In 2013 the most popular communications platforms will expand and reach even greater audiences than they do today. More people will read newspapers online, more people will tweet and post to Facebook and their blogs, more speeches will be given and those live streams will be played across the world and more people will launch their own websites. Although that means greater opportunity to reach a general or targeted audience, it also means a greater opportunity to confuse or offend your audience and tarnish your reputation. The following is a list of tips for any communication medium.

Be courteous and consider the culture of your audience. You may be saying all the right things, but in the wrong way. Nonverbal communication, appropriate amounts of eye contact, ways to address the issue, amount of affect shown and the distance between individuals are just a few examples of how cultures vary and should be researched to best communicate with your audience.
Be appropriate. Do not make inappropriate or racially biased comments or swear. Making any of these mistakes can make your audience feel uncomfortable and offend them.
Choose your words carefully. For example, the word firstly is defined in the dictionary; however, its lack of common use may make listeners question whether or not you invented a word.
Make sure your audience understands. A question or statement may be clear to you, but the audience may not quite understand. Look for signs of understanding such as head nodding and ask questions to check for understanding. Following a logical order or numbering your points can enhance comprehension.
Be correct. You will lose credibility if you state information with errors in it or publish material with errors. Have others look over your work– they’ll bring a different perspective and find errors you overlooked.
Make eye contact. Without eye contact, you may appear not credible or interested.
Be clear and concise; do not ramble. No matter the topic, it should be easy for your audience to understand the meaning of your message.  To be clear, use common terms or define uncommon terms. To be concise, include information that is necessary and minimize miscellaneous information.
Be complete.
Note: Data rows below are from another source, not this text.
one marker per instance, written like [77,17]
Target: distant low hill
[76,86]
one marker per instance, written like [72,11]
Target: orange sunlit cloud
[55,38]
If your audience looks or seems confused, you should consider including information such as names, dates, times and locations.
Be credible. If an audience is unfamiliar with a speaker or writer, they will have less trust than a familiar audience. Provide credentials, such as education, work or research to ensure the audience will listen.
Vary formats. Some people prefer written document versus a speech to learn something new. Provide that for an audience. Spoken material should appear in print format somewhere to ensure different learning styles are considered.